L’équipe de santé mentale de MSF traite en moyenne six personnes par jour. Ces personnes souffrent de stress aigu, de dépression, d’anxiété ou de chagrin en raison de la mort, au cours du voyage, d’un ou d’une membre de leur famille, entre autres par noyade. Ces conditions ont été principalement déclenchées par des expériences qui se sont produites en traversant la dangereuse région du Darién, où MSF a documenté des violences sexuelles, des vols et des accidents tragiques résultant du terrain périlleux.

Gabriela, une Vénézuélienne de 40 ans, nous a raconté son périple avant d’atteindre San Vicente. « N’osez pas traverser ici, et si vous le faites, sachez que vous risquez de vous faire violer, enlever et voler. Vous risquez la mort. Si vous avez des enfants, ne le faites pas parce que vous exposez vos enfants à la mort. Nous avons été volé·e·s. Certaines personnes ont été déshabillées, et nous avons été forcé·e·s de les regarder. Ils ont pris tout notre argent. Ils nous ont dit que nous ne serions pas violé·e·s si nous respections les ordres qu’ils nous donnaient. Il n’y a pas de pitié, aucune considération. Là-bas, la vie ne vaut rien, pas même celle des enfants. »

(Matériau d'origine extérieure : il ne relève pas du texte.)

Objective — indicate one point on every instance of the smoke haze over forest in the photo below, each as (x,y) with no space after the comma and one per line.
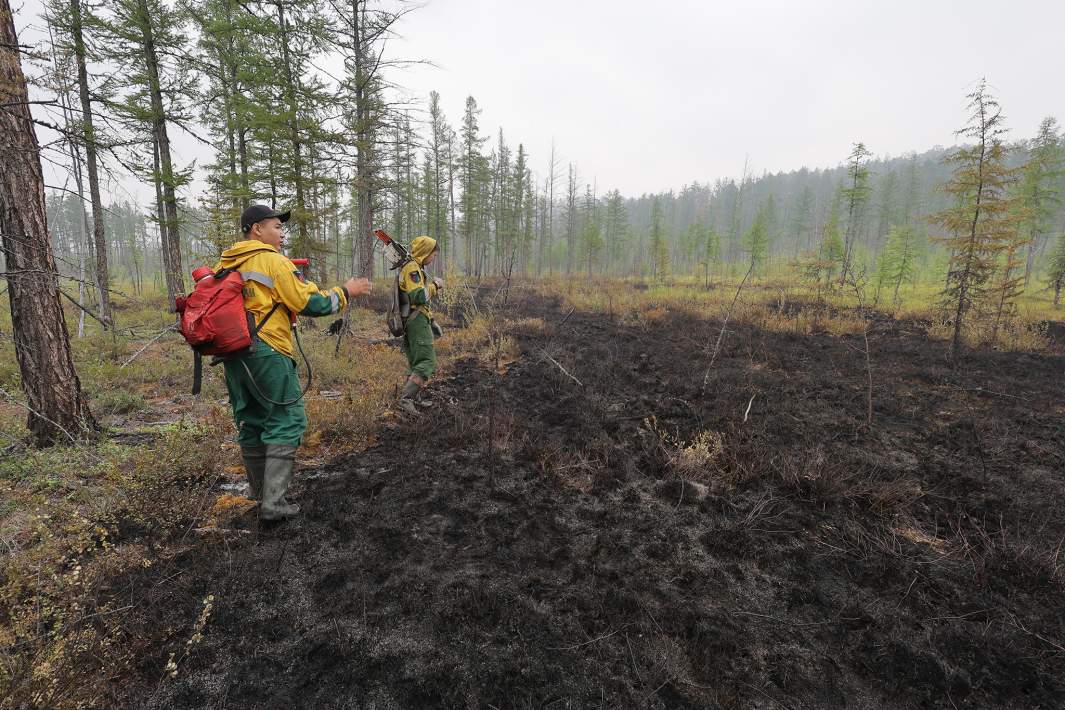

Bien que le nombre de migrantes et de migrants qui traversent le Darién ait diminué en janvier et février, il a augmenté en mars et avril, tout comme les vols et les cas de violences sexuelles. En 2022, entre le mois de janvier et la première semaine de mai, MSF a traité 89 cas de violences sexuelles survenues lors de la traversée de la jungle du Darién. D’avril à décembre 2021, 328 cas avaient été traités.

Pour cette raison, MSF réitère son appel pour une route sécuritaire, l’offre de soins d’urgence à Canáan Membrillo et une amélioration des conditions d’accueil au centre San Vicente pour les migrants et les migrantes qui traversent la jungle du Darién.